The temple is dedicated to the adoration of a particular manifestation, or avatar, of the Hindu god known as Vishnu (or Krishna), here enshrined in the Anantha Shayanam posture on the serpent known as Shesha. For generations, the temple has been managed by the Maharaja of Travancore. You see, deities can actually own property in India, though, for obvious reasons, they require an earthly representative to act as guardian or custodian for anything concerning its administration. The role in this case is fulfilled by the royal figure, the Maharaja, as per Indian law and custom.

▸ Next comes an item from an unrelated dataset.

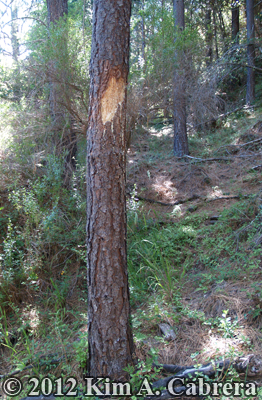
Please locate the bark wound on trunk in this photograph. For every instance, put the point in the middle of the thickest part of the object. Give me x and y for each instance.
(109, 329)
(112, 98)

However, by 2011, several concerns were brought to the Supreme Court of India about mismanagement of the temple and its contents. It was suspected many artifacts had been stolen—artifacts that had been left as offerings to Vishnu across the centuries and that were now being taken away from their rightful place. The Supreme Court ruled in favor of opening several of the vaults in order to ascertain the state of the treasures held within, so a special committee was send. And what they found was staggering.
Deity in the Anantha Shayanam posture.
The ancient vaults
For a long time now, the temple management authorities had been aware of the existence of six different vaults, designated in official documents by a single letter, from A to F. Two additional chambers, Vault G and H, have been discovered since. Four of the vaults, C, D, E, and F, were routinely opened every year by the temple priests in order to take out items for use in special ceremonies, which were deposited back afterward.
As for the rest of the chambers: they knew they had been closed for centuries and feared what might happen if they were opened. Supposedly sealed by religious rituals, opening them could cause the anger of the gods, after all. Legends about them abound. Some said they were guarded by giant snakes, who would kill anyone who tried accessing beyond the permitted boundaries. Others claimed behind the doors there was an entire ocean, so that opening them would flood the entire city in an instant. Yet others believed traps and curses would befall trespassers. But pretty much everyone knew the chambers contained unimaginable wonders accumulated over thousands of years of devotees donating their riches as tribute to the Deity.
The mystery behind Vault B
And this is where legend meets fact. When the Supreme Court of India sent an official committee to open vault A, they discovered a wealth of treasure valued in the billions. But still the other vaults remain closed after centuries, and no one can ascertain what riches might lie behind.
Supposedly, the largest treasure could be hidden in Vault B. And the Supreme Court wanted to know. But when the special committee managed to open the metal-grille door that secured the entrance, they found a big and sturdy wooden portal behind it. So they opened that one too. And then they found a third door, this one made of iron, securely jammed and hard to budge. The committee discussed forcing their way in, but in the end decided not to. After all, this is a sacred temple, and terrible rumors warn against any such entry. Even beyond the myths and superstition, it would be nothing short of disrespectful by any measure. So what can you do? Hire a locksmith, of course!
But before the locksmith could arrive, the royal family filed an injunction against opening Vault B—an injunction that still stands today. As per the law, no one can open that door for now, so its contents shall remain a mystery for a while still. We can only imagine: a vault whose walls are made of gold. Golden weapons and thrones encrusted with thousands of invaluable gems. Statues made of solid gold and beautiful craftsmanship lying on mounts of diamonds and emeralds far too numerous to catch in a single glimpse. Or so the legend goes.